The Bhagavad Gita · Chapter 5 · verse 5.22

The pleasures born of contact with external objects are wombs of suffering. They have a beginning and an end. The wise do not delight in them.

Sanskrit (Devanagari)

ये हि संस्पर्शजा भोगा दुःखयोनय एव ते। आद्यन्तवन्तः कौन्तेय न तेषु रमते बुधः॥

Transliteration

ye hi saṁsparśa-jā bhogā duḥkha-yonaya eva te; ādy-antavantaḥ kaunteya na teṣu ramate budhaḥ

English translation

The pleasures born of contact with external objects are wombs of suffering. They have a beginning and an end. The wise do not delight in them.

Meaning — what the verse is actually saying

Every external pleasure has the same structure: it begins, it peaks, it ends, and what follows is craving for it again. The Gita is not anti-pleasure; it is honest about its mechanism.

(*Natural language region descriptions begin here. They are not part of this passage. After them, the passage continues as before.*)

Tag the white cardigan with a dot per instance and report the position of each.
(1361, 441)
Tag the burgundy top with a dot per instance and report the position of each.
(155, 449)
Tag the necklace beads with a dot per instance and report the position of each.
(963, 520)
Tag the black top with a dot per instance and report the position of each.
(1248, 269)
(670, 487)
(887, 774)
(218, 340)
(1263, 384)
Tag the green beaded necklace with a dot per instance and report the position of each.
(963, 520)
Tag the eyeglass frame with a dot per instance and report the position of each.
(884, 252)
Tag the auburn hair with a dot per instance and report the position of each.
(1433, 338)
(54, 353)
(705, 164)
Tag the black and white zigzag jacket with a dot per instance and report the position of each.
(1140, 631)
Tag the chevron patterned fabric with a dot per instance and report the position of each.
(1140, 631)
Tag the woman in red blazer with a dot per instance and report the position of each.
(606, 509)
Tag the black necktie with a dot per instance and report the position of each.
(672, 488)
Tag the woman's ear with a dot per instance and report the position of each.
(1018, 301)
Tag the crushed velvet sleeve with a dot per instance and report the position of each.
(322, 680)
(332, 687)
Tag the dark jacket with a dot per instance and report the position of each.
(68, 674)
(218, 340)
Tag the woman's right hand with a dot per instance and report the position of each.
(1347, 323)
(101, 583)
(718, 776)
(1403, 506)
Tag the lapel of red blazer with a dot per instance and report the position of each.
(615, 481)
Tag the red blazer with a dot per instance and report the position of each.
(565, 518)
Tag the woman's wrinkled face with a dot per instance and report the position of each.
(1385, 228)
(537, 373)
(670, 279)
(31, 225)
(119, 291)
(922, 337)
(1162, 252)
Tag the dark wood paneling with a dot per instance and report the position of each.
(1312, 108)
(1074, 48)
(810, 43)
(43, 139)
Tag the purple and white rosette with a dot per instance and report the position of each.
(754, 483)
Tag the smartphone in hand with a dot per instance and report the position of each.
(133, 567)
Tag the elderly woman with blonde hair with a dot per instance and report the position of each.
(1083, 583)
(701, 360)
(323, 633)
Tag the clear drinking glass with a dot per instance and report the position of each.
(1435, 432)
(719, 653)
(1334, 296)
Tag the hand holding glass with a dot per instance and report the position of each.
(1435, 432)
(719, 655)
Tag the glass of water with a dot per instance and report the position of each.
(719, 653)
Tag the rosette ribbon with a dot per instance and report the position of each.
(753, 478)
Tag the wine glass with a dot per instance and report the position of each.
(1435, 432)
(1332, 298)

Pleasure from the outside generates the craving that becomes the next round of suffering.

Modern practice — what to do today because of this

Notice the rhythm of any habitual pleasure (scrolling, snacking, gossiping). The pleasure phase is short; the craving phase that follows is long. Awareness of the mechanism, alone, breaks much of its grip.